Women with ischemia but no obstructive coronary artery disease (INOCA) often have coronary microvascular dysfunction (CMD). Left ventricular (LV) circumferential strain (CS) is often lower in INOCA compared to healthy controls; however, it remains unclear whether CS differs between women with and without CMD. We hypothesized that CS would be lower in women with CMD, consistent with CMD-induced LV mechanical dysfunction.

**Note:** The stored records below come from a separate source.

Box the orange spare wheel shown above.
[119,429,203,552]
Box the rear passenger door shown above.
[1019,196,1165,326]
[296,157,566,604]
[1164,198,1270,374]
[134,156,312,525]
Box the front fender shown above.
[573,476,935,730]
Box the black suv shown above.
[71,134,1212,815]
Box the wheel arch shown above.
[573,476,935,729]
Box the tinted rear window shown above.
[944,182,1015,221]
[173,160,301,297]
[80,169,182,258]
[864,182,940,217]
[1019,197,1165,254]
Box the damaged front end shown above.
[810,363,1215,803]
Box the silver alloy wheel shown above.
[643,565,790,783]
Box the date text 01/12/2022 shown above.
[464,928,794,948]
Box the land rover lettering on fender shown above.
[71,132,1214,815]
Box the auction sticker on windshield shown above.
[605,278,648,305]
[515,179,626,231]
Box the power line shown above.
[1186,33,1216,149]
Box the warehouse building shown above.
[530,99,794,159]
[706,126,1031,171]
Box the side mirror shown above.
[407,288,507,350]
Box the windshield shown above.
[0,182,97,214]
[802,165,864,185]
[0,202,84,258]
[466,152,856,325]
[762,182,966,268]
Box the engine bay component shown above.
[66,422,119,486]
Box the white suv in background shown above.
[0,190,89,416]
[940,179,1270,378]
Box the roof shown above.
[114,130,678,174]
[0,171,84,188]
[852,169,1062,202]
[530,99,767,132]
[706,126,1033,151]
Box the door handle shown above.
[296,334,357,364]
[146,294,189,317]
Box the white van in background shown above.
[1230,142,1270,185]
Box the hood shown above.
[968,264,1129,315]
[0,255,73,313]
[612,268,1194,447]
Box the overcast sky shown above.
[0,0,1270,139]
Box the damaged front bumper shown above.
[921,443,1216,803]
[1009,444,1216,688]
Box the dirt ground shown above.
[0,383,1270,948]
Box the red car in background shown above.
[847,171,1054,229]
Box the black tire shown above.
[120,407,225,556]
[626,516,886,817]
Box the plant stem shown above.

Cardiac magnetic resonance (cMR) images were examined from women enrolled in the Women’s Ischemia Syndrome Evaluation-Coronary Vascular Dysfunction Project. CS by feature tracking in INOCA women with CMD, defined as myocardial perfusion reserve index (MPRI) <1.84 during adenosine-stress perfusion cMR, was compared with CS in women without CMD. In a subset who had invasive coronary function testing (CFT), the relationship between CS and CFT metrics, LV ejection fraction (LVEF) and cardiovascular risk factors was investigated. Among 317 women with INOCA, 174 (55%) had CMD measured by MPRI. CS was greater in women with CMD compared to those without CMD (23.2 ± 2.5% vs. 22.1 ± 3.0%, respectively, P = 0.001). In the subset with CFT (n = 153), greater CS was associated with increased likelihood of reduced vasodilator capacity (OR = 1.33, 95%CI = 1.02-1.72, p = 0.03) and discriminated abnormal vs. normal coronary vascular function compared to CAD risk factors, LVEF and LV concentricity (AUC: 0.82 [0.73-0.96 95%CI] vs. 0.65 [0.60-0.71 95%CI], respectively, P = 0.007).
The data indicate that LV circumferential strain is related to and predicts CMD, although in a direction contrary with our hypothesis, which may represent an early sign of LV mechanical dysfunction in CMD.